« LE MONTESPAN », UN RECIT HISTORIQUE DRÔLE, MENE TAMBOUR BATTANT
lebruitduoff.com – 17 juillet 2022
AVIGNON OFF 2022. Le Montespan – de Jean Teulé – mise en scène Etienne Launay – à la Condition des Soies du 7 au 30 juillet 2022 à 16h (durée 1h30), relâches les 11, 18 et 25 juillet.
Le Montespan, « histoire du plus célèbre cocu de France ». La pièce a déjà connu un grand succès au Théâtre de la Huchette à Paris et valu un Molière de la révélation féminine à Salomé de Villiers. Elle triomphe à Avignon à la Condition des Soies, avant d’être reprise à la rentrée à Paris au Théâtre du Gymnase. Autant le dire d’emblée, le registre est populaire. La pièce adaptée du roman de Jean Teulé se distingue surtout par le rythme effréné de sa mise en scène et l’excellence du jeu des acteurs. Le parti pris est résolument comique, avec un Michaël Hirsch hilarant. L’efficacité de l’ensemble est remarquable et en fait un bon divertissement.

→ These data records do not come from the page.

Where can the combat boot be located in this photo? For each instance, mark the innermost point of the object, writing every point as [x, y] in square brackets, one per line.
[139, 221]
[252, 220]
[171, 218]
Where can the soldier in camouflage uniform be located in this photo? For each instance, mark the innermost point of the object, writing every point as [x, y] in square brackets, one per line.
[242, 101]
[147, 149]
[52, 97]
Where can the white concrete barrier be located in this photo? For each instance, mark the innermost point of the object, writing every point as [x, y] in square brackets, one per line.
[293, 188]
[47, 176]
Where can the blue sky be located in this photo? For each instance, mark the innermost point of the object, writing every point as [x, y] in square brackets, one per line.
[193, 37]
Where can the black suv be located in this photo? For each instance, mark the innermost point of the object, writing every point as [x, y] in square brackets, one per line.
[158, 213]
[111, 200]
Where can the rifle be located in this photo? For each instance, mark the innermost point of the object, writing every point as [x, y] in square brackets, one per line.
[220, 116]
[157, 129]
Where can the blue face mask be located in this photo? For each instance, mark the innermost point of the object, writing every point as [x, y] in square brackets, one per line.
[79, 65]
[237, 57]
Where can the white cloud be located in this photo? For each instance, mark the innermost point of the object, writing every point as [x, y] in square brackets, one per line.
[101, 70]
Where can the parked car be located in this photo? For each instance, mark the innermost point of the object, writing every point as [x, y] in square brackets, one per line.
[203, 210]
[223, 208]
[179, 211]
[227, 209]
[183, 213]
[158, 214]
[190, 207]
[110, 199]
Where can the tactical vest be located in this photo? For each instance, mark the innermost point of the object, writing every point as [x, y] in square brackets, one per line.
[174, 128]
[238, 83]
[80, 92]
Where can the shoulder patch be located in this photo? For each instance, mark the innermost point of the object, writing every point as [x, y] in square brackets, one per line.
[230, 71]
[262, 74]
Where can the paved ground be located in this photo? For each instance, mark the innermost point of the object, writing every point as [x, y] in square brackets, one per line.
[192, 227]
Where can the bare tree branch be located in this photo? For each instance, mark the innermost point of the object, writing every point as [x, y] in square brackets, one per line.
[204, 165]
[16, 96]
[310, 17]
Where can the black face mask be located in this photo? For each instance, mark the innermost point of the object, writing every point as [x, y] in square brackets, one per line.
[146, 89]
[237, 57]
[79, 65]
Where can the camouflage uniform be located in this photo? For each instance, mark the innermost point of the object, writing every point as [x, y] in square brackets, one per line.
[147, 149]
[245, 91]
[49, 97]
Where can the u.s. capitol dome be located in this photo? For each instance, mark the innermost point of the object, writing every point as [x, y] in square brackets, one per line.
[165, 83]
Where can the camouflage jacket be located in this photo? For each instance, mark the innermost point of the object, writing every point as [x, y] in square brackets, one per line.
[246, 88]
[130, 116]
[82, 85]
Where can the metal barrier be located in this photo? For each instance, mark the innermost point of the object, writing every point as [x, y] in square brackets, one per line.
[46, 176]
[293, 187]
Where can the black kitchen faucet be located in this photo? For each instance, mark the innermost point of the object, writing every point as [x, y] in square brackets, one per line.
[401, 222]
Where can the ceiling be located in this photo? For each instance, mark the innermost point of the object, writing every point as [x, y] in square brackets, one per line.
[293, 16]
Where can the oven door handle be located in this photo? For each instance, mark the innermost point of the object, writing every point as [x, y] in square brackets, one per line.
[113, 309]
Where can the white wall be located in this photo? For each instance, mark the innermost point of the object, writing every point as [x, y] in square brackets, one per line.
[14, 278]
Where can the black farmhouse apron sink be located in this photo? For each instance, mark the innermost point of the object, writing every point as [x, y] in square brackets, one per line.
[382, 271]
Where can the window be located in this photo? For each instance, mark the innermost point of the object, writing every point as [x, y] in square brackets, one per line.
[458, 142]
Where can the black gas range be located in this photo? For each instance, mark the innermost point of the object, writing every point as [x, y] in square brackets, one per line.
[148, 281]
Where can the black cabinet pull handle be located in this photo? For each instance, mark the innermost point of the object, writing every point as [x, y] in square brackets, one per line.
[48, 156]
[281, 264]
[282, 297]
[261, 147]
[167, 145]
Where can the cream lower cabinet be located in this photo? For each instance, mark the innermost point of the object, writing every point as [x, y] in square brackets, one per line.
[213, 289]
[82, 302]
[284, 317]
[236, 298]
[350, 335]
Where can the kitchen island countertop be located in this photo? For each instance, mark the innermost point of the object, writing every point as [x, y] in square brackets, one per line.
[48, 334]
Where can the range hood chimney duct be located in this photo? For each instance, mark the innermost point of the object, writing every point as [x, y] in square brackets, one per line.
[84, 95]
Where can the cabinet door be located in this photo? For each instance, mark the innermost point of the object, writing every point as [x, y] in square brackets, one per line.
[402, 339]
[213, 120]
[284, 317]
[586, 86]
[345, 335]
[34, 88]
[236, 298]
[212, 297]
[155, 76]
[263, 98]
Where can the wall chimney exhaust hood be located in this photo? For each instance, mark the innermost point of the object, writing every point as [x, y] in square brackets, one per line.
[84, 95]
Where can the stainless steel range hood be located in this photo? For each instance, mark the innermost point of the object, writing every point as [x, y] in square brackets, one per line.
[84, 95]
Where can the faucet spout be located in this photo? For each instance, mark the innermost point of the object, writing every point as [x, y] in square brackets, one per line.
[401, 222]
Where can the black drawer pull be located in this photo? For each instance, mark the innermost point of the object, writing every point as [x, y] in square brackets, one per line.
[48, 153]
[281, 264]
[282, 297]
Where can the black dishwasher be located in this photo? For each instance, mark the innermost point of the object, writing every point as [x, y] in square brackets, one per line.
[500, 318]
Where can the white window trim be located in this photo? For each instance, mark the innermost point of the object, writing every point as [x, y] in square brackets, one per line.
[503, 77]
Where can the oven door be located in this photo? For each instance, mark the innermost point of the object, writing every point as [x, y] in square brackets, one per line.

Françoise, marquise de Mortemart et Louis-Henri de Pardaillan, marquis de Montespan, jeunes mariés, se couvrent de dettes en jouant dans les salons du Marais. Le marquis cherche en vain à redorer son blason à la guerre. Quand l’occasion se présente pour Françoise d’entrer au service de la Reine en tant que dame de Compagnie, charge grassement rémunérée, le couple n’hésite pas. C’était sans compter sur les faveurs appuyées du Roi qui enchainent Françoise, rebaptisée Athénaïs dans la mode précieuse, à la Cour…

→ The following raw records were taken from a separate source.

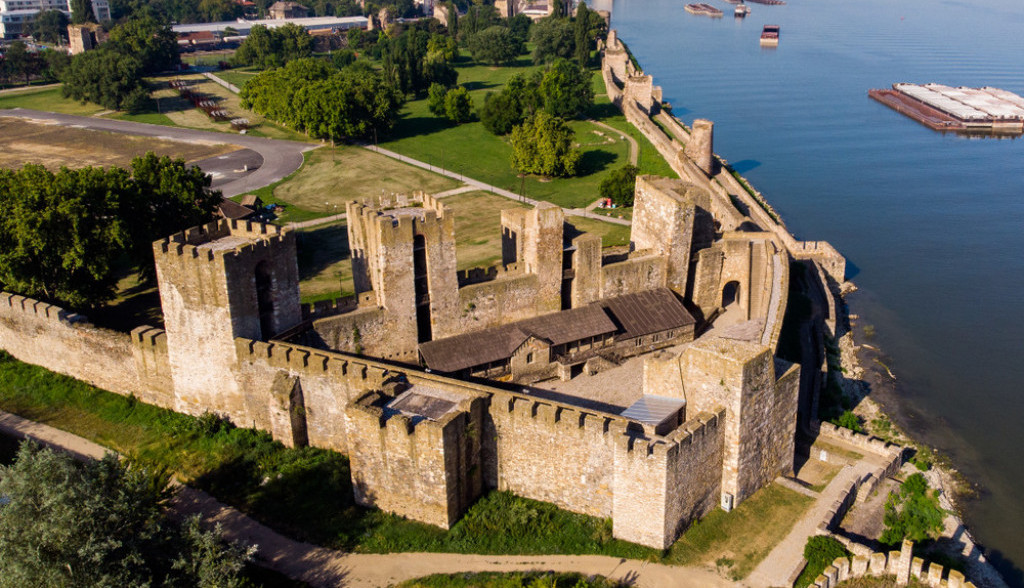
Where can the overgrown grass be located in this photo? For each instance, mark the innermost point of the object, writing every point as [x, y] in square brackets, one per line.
[470, 150]
[744, 536]
[304, 493]
[49, 99]
[510, 580]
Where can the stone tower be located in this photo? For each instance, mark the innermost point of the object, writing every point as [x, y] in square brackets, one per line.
[218, 282]
[700, 149]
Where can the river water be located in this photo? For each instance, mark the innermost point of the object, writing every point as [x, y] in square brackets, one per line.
[932, 224]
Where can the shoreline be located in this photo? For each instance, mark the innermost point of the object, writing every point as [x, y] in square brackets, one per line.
[862, 373]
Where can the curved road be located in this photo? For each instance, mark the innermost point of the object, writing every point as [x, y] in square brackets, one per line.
[268, 160]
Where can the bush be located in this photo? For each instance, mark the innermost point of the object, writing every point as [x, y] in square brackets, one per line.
[819, 551]
[620, 185]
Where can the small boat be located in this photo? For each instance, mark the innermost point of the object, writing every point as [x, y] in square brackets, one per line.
[704, 10]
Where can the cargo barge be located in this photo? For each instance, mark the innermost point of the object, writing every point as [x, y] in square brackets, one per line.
[962, 110]
[704, 10]
[769, 35]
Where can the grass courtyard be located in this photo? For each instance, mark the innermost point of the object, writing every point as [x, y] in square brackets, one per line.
[306, 493]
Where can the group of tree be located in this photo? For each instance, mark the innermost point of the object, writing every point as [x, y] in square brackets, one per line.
[912, 513]
[562, 89]
[312, 96]
[18, 65]
[66, 236]
[454, 105]
[268, 48]
[416, 58]
[620, 185]
[556, 37]
[543, 145]
[65, 522]
[112, 75]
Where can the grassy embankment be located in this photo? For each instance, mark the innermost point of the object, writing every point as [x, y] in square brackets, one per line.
[510, 580]
[306, 493]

Qui dit récit historique sous Louis XIV dit perruques, visages poudrés et grands habits. Côté décor, un tissu orné d’un théâtral royal stylisé permet de projeter toutes les ambiances : guerre, église, carrosse… Le dispositif est esthétique et efficace. Ils sont trois sur scène à incarner tous les personnages. Entrées et sorties rapides, le rythme est assurément la clé de la maîtrise de cette fresque historique. Michaël Hirsch, plus connu pour ses spectacles d’humoriste (Je pionce donc je suis à Avignon cette année), est un véritable caméléon qui campe en quelques mimiques un prêtre, un maréchal des logis ou une prostituée. Le rire s’invite partout. Ses compagnons ne sont pas en reste : Salomé de Villiers sait passer de La Montespan à la cuisinière en un tour de dos, tandis que Simon Larvaron interprète un marquis de Montespan grave et touchant.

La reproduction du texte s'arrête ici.